Haïtienne par sa mère et montréalaise par la vie, Marie-Claudine vient finalement se fixer en Guadeloupe. En attente d’un permis de séjour et meurtrie par le choc culturel, souvent installée sur son balcon au cœur de la ville, elle pose un regard à la fois lucide et désemparé sur Pointe-à-Pitre. Un beau matin, elle ose enfin se questionner sur le désir qui l’a poussée à suivre Arnaud son compagnon. Un attachant blues caribéen.

Mon avis :

Marie-Claudine est canadienne, née d’une mère haïtienne. Professeur d’espagnol, estimée par ses collègues, elle choisit de suivre en Guadeloupe son compagnon, Arnaud. Désormais, elle attend : elle attend de recevoir un permis de travail, elle attend que son homme rentre du travail. Si Arnaud est « revenu au pays » et travaille dans l’entreprise familial, c’est parce qu’il était au chômage et ne supportait plus cette situation, il a donc accepté la situation que lui offraient ses parents. Marie-Claudine l’a suivie, pas après mûres réflexions, non, elle a accepté, elle la citadine, de tout quitter parce qu’elle ne pouvait envisager la vie sans lui.
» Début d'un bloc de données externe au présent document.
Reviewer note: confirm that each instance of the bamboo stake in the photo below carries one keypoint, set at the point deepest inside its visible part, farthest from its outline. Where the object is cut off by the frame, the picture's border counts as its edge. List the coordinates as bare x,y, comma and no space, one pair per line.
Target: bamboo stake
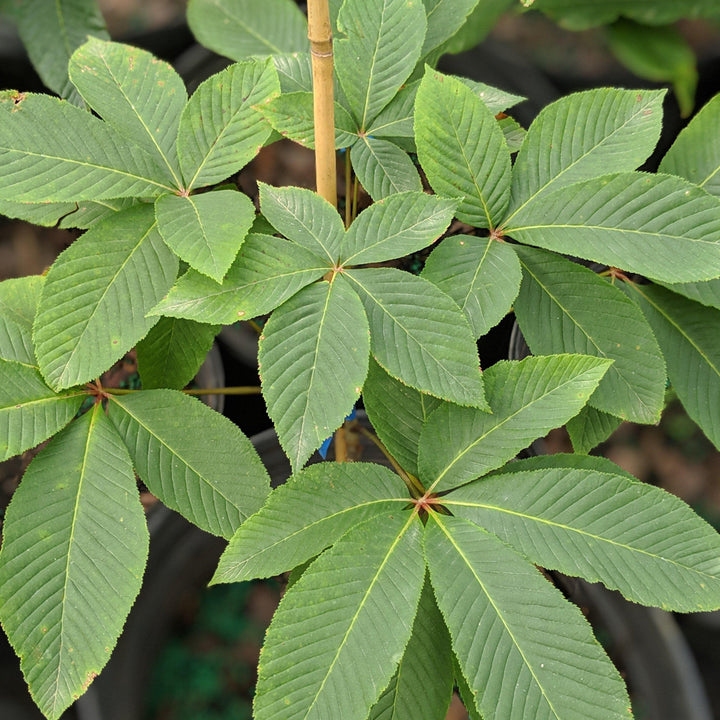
320,34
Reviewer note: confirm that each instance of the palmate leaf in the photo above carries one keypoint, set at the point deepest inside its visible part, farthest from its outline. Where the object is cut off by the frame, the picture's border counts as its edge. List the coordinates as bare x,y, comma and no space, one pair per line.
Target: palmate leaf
557,310
205,230
219,131
467,268
397,413
527,398
526,651
462,149
396,226
688,335
589,428
74,552
53,151
610,128
240,28
656,225
291,114
423,683
313,360
419,335
195,460
382,45
305,218
30,411
695,154
173,351
581,516
18,305
341,629
267,272
396,118
383,168
96,295
307,514
51,32
138,95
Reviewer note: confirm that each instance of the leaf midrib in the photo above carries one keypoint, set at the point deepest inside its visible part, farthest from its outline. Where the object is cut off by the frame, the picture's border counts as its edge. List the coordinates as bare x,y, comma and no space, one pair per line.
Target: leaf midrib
570,529
582,157
499,614
500,424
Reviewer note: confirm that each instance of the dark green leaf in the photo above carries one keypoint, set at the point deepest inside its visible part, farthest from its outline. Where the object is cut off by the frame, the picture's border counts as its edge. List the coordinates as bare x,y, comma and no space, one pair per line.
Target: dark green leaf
527,398
307,514
267,272
74,552
173,352
419,335
313,360
481,276
461,149
356,601
95,297
192,458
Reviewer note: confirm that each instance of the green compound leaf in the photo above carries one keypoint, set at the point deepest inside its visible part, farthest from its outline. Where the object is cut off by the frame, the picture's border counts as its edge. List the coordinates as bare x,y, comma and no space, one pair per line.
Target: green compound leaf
656,225
30,411
53,151
419,335
695,154
195,460
382,45
267,272
687,334
396,119
220,131
51,32
18,305
528,399
74,552
173,352
138,95
304,217
397,413
241,28
206,230
461,149
396,226
583,518
423,683
706,293
589,428
313,361
469,270
307,514
557,310
383,168
660,54
291,114
356,601
521,659
95,297
609,129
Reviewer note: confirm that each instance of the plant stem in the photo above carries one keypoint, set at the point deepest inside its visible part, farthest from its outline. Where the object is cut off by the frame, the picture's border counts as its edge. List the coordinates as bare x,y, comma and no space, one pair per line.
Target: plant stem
248,390
320,34
413,484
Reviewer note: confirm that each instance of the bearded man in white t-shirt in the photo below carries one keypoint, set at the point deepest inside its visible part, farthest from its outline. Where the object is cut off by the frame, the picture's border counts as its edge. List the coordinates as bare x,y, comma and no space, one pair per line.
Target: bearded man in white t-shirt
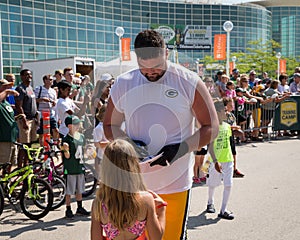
159,103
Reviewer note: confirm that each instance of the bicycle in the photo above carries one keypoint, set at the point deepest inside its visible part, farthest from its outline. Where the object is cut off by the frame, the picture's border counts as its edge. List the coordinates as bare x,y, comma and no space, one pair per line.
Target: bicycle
35,197
47,171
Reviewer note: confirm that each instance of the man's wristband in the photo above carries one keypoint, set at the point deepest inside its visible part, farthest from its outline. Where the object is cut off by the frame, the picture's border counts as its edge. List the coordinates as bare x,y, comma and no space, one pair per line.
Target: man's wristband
164,204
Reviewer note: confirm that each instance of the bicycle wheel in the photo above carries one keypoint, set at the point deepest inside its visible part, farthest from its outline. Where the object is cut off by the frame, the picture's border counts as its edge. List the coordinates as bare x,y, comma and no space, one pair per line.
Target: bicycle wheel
1,200
59,191
37,204
90,180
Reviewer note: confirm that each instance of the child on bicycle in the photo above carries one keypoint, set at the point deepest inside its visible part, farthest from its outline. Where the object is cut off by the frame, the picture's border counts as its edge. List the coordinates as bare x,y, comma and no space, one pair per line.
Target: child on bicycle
72,148
123,208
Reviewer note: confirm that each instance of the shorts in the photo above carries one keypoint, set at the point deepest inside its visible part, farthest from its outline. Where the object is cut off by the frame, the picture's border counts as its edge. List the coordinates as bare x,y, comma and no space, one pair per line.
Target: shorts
27,135
75,184
241,118
203,151
8,153
215,178
53,125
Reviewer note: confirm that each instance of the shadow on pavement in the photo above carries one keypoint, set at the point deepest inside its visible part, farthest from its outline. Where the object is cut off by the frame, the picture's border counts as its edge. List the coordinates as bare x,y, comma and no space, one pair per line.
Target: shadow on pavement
25,224
201,220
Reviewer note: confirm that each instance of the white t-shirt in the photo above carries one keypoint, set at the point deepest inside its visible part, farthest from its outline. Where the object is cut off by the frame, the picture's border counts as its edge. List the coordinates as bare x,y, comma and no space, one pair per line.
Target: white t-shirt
98,137
159,113
62,106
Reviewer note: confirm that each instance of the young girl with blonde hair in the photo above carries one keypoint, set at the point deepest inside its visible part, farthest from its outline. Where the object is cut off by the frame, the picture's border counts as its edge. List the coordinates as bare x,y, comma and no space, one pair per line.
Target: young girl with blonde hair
123,208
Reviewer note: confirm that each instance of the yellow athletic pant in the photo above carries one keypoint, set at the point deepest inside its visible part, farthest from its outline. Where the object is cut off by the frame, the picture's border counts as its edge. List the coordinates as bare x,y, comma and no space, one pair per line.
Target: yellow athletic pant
176,215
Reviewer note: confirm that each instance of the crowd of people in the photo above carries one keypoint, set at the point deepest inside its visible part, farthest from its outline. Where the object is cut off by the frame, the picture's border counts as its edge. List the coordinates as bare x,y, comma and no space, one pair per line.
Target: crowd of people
152,128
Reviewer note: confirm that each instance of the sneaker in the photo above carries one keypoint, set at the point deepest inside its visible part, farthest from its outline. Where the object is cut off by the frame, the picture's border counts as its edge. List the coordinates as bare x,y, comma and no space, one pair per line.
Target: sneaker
226,215
196,180
203,180
237,174
69,214
82,211
210,208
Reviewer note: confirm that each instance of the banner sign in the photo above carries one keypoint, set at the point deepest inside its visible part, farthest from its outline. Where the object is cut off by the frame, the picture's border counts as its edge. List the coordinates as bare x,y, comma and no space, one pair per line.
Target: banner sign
282,66
288,113
125,49
185,37
231,67
220,47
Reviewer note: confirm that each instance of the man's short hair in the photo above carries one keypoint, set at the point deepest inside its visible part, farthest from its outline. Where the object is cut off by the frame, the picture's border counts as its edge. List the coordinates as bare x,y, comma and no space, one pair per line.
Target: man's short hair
45,77
23,71
58,72
67,69
63,84
149,44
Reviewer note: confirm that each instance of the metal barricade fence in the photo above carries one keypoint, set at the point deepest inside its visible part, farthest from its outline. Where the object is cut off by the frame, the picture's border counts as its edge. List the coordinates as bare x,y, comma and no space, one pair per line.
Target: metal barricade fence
256,119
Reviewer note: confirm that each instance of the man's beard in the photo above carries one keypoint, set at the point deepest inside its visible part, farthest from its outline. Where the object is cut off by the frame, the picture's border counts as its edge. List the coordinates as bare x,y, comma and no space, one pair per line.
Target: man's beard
154,77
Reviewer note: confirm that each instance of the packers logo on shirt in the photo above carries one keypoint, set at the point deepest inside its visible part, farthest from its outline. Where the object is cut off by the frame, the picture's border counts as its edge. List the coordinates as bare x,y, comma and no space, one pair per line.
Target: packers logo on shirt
171,93
9,108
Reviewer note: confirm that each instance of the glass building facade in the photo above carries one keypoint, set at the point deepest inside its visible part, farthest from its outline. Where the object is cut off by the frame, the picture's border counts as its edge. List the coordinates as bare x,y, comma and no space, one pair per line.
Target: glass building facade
285,29
40,29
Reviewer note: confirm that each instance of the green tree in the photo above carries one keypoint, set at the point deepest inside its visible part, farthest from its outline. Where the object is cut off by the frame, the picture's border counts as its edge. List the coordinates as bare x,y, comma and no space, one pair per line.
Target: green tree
260,56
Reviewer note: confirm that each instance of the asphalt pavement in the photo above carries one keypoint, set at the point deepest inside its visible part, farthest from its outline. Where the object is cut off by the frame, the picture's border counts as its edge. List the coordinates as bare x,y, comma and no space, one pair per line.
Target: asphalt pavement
265,203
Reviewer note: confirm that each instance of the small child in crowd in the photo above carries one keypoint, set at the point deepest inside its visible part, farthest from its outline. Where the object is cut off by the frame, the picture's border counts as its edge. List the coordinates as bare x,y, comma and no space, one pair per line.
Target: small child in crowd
100,140
222,167
123,208
199,175
236,131
72,149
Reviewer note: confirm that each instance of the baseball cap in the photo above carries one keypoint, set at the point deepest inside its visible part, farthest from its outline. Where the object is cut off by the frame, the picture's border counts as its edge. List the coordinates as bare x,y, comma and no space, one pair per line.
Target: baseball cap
64,84
224,76
4,82
297,75
239,90
58,71
106,77
72,119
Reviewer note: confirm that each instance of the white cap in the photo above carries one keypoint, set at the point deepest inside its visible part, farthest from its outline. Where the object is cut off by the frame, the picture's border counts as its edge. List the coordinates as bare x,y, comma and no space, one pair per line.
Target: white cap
106,77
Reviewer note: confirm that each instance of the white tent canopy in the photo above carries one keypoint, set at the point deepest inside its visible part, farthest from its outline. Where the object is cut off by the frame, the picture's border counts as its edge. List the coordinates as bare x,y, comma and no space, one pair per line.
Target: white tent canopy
113,67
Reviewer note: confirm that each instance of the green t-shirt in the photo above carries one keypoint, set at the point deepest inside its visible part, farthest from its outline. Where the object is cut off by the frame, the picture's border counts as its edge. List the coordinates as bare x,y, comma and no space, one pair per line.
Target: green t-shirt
8,126
222,147
72,165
La jeune femme, fière de ses origines, de sa couleur de peau, de ses formes généreuses et rassurantes, ne semble que le simple témoin de la vie des autres, et c’est un peu l’impression qu’elle donne au début du roman, dans la partie « matin ». Cela n’a qu’un temps, parce que Marie-Claudine essaie de s’intégrer, de s’acculturer. Etrangère, déracinée, elle regarde les autres sans aucun préjugé. Ce regarde, plein d’empathie, elle l’aiguise pour aller au-delà des apparences. Les relations avec son compagnon, vous vous en doutez, sont au cœur de ce livre, sans oublier, bien entendu, cette famille qui l’a accueilli à bras ouverts, cette famille qui avait mis beaucoup d’espoir en son héritier. Cette espérance n’avait pas le visage de Mélie, surnom affectueux, lié à leurs goûts littéraire commun, donné par Arnaud à sa compagne.
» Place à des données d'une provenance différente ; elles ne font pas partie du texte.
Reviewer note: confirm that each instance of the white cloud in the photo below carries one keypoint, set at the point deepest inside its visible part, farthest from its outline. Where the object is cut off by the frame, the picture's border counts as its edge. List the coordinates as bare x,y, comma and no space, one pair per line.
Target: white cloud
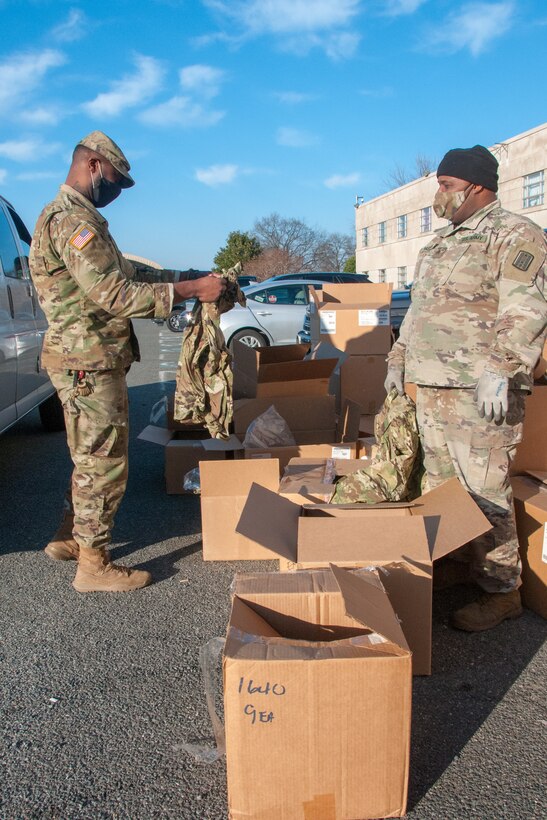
40,116
217,174
395,8
298,25
38,176
22,73
295,138
473,26
286,16
342,180
27,150
294,97
131,90
74,28
180,111
203,80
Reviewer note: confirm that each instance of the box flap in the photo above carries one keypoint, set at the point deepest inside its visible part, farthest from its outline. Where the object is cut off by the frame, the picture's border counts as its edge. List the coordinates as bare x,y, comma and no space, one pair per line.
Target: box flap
366,600
157,435
234,478
454,518
270,519
222,445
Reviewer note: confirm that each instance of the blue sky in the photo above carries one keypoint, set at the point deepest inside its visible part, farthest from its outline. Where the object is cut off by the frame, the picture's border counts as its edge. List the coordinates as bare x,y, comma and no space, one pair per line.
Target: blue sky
229,110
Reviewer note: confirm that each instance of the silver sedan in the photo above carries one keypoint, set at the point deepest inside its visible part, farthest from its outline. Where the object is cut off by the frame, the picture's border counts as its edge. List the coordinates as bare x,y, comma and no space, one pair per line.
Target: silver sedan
273,316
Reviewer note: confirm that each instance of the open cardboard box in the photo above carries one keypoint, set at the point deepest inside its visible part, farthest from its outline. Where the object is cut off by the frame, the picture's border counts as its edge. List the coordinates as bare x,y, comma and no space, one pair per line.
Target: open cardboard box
339,443
279,371
353,318
402,539
530,495
317,698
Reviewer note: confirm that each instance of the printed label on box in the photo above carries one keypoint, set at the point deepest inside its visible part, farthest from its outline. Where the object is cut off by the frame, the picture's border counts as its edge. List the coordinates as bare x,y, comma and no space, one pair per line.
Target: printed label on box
327,321
341,452
373,318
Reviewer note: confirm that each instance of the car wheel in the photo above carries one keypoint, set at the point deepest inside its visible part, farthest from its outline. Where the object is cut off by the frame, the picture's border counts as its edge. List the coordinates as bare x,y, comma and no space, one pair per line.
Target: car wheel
176,321
251,338
52,415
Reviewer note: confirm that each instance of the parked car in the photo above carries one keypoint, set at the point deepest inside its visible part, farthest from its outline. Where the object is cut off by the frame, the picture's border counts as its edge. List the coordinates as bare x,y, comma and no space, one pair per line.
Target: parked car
322,276
274,313
400,303
24,385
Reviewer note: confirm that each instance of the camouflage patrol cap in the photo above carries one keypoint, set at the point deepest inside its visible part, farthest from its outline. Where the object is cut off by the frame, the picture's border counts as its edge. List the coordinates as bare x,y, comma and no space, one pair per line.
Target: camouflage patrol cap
107,148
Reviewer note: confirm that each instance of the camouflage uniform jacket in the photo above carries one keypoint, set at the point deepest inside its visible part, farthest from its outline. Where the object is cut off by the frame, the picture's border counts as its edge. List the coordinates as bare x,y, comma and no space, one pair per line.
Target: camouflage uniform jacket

Habile, la famille d’Arnaud ? Certainement. Prompte, surtout, à dissimuler des secrets, et c’est en ce la qu’elle est une famille française – la thématique du secret me semble véritablement liée à la littérature française, du moins dans les productions récentes. Marie-Claudine est suffisamment fine pour déceler qu’il y a quelque chose de pourri sous le soleil de Guadeloupe, quelque chose qui court et pourrait l’éloigner définitivement d’Arnaud.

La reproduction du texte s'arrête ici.